About a year later, Gasteratos felt compelled to start an organization that would better catalyze progress in cell-ag, motivating him to apply to Harvard as a dual-matriculated student and begin the formal organizational development of CAS while there. Harvard was also where Gasteratos would become the first cellular agriculture researcher/scholar at the university and Ivy League, overall. While simultaneously working as a researcher at Harvard Law School, he began to give the first lectures at Harvard on cellular agriculture, as well as at MIT and local events in the Boston area. His work there, alongside future colleagues at CAS, was featured in publications like Science, and in 2018, CAS was accepted into the Harvard Innovation Lab, in recognition for the nonprofit’s immense problem-solving potential. Although Gasteratos notes his enrollment as a student and researcher at Harvard was important, he ultimately spent more time devoted to cellular agriculture and CAS than to his school work; this led to his dropping out to work at CAS full-time in 2018.

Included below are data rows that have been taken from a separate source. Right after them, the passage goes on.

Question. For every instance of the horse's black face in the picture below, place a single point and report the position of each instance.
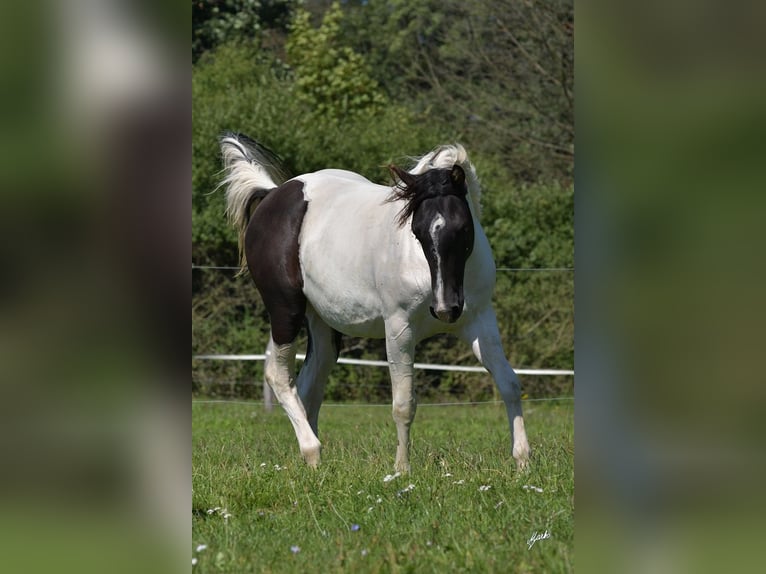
(444, 226)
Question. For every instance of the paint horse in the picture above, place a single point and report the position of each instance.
(343, 255)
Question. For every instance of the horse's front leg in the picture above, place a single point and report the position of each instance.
(483, 336)
(400, 349)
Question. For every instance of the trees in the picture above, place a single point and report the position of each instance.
(360, 84)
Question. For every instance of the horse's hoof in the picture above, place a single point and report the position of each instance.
(311, 456)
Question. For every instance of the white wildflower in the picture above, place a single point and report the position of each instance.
(530, 487)
(409, 488)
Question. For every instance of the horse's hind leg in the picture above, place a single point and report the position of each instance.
(322, 353)
(279, 372)
(271, 245)
(484, 338)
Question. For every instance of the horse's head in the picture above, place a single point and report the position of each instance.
(443, 224)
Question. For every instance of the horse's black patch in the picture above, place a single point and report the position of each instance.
(271, 249)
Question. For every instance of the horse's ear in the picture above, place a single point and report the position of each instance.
(405, 177)
(458, 175)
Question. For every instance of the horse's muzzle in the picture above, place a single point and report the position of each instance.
(448, 315)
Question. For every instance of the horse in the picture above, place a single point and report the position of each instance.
(345, 256)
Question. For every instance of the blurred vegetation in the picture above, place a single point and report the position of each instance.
(360, 84)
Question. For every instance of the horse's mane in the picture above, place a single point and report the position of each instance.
(446, 156)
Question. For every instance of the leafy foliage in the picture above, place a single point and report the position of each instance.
(331, 79)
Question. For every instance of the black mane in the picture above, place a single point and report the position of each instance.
(415, 189)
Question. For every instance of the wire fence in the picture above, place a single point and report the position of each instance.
(503, 269)
(364, 405)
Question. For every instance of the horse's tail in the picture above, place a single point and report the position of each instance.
(252, 171)
(446, 156)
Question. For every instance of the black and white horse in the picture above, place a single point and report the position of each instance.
(343, 255)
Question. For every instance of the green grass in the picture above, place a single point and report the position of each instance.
(438, 526)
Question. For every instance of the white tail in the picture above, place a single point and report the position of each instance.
(252, 170)
(445, 157)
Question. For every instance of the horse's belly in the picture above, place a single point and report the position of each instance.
(346, 310)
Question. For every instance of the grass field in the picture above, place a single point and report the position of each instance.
(464, 508)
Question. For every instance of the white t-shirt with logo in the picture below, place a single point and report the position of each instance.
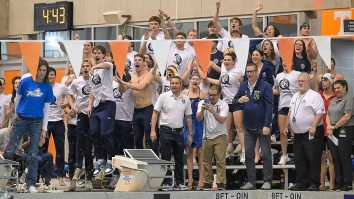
(101, 85)
(130, 61)
(173, 109)
(80, 88)
(4, 100)
(287, 83)
(124, 103)
(179, 58)
(56, 113)
(212, 127)
(303, 110)
(149, 48)
(230, 84)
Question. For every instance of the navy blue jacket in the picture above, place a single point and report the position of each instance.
(257, 113)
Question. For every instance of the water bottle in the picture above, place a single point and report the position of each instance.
(282, 181)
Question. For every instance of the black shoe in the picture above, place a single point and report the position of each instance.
(220, 186)
(207, 187)
(298, 187)
(313, 188)
(346, 188)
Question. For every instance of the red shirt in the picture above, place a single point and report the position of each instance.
(326, 102)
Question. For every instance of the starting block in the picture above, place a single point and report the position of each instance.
(141, 169)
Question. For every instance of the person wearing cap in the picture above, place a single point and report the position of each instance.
(340, 122)
(130, 56)
(327, 94)
(334, 76)
(305, 118)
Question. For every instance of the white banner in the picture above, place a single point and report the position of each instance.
(241, 47)
(163, 48)
(324, 49)
(75, 51)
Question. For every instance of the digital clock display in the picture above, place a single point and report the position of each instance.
(53, 17)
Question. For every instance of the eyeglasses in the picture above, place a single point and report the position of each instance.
(251, 71)
(213, 95)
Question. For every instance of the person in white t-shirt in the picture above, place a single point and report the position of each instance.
(56, 126)
(129, 64)
(215, 112)
(102, 110)
(153, 34)
(179, 56)
(285, 86)
(305, 118)
(230, 80)
(235, 24)
(80, 90)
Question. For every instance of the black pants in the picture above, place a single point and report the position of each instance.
(307, 157)
(341, 156)
(172, 143)
(57, 129)
(72, 149)
(122, 136)
(84, 144)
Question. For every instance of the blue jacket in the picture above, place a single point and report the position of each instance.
(257, 113)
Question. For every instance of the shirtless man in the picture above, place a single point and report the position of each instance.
(142, 84)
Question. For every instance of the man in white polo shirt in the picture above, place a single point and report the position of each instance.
(214, 113)
(172, 107)
(305, 117)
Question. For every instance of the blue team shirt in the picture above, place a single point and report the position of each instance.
(34, 95)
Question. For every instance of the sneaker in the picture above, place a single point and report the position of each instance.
(221, 186)
(207, 187)
(266, 186)
(182, 187)
(32, 189)
(99, 165)
(243, 157)
(22, 179)
(248, 186)
(166, 187)
(112, 184)
(229, 149)
(238, 149)
(78, 173)
(283, 160)
(109, 169)
(88, 185)
(72, 186)
(313, 188)
(298, 187)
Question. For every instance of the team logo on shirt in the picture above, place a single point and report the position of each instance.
(86, 89)
(128, 64)
(256, 95)
(178, 59)
(230, 44)
(302, 66)
(53, 103)
(96, 79)
(36, 93)
(284, 84)
(166, 88)
(225, 79)
(116, 93)
(150, 47)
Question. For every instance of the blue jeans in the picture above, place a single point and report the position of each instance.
(34, 128)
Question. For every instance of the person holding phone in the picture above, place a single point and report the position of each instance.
(214, 111)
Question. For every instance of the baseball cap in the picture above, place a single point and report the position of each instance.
(304, 24)
(327, 76)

Thereafter, Kris & the CAS team would go on to spearhead the first textbook on cellular agriculture, first course on cell-based meat at Stanford, Harvard/Stanford-profiled comprehensive list of benefits through 90 Reasons, future facility design through Project CMF, and an environmental report which would become a Harvard-trending literature in 2018. Kris has contributed to books, articles, and documentaries on cellular agriculture, and is among the first guest lecturers to speak on the topic at institutions and companies like Harvard, Stanford, Google, City University London, Texas A&M, and MIT. He has developed partnerships between CAS and the UN, Harvard, Elsevier and plans to continue accelerating the field of cellular agriculture though his work at CAS.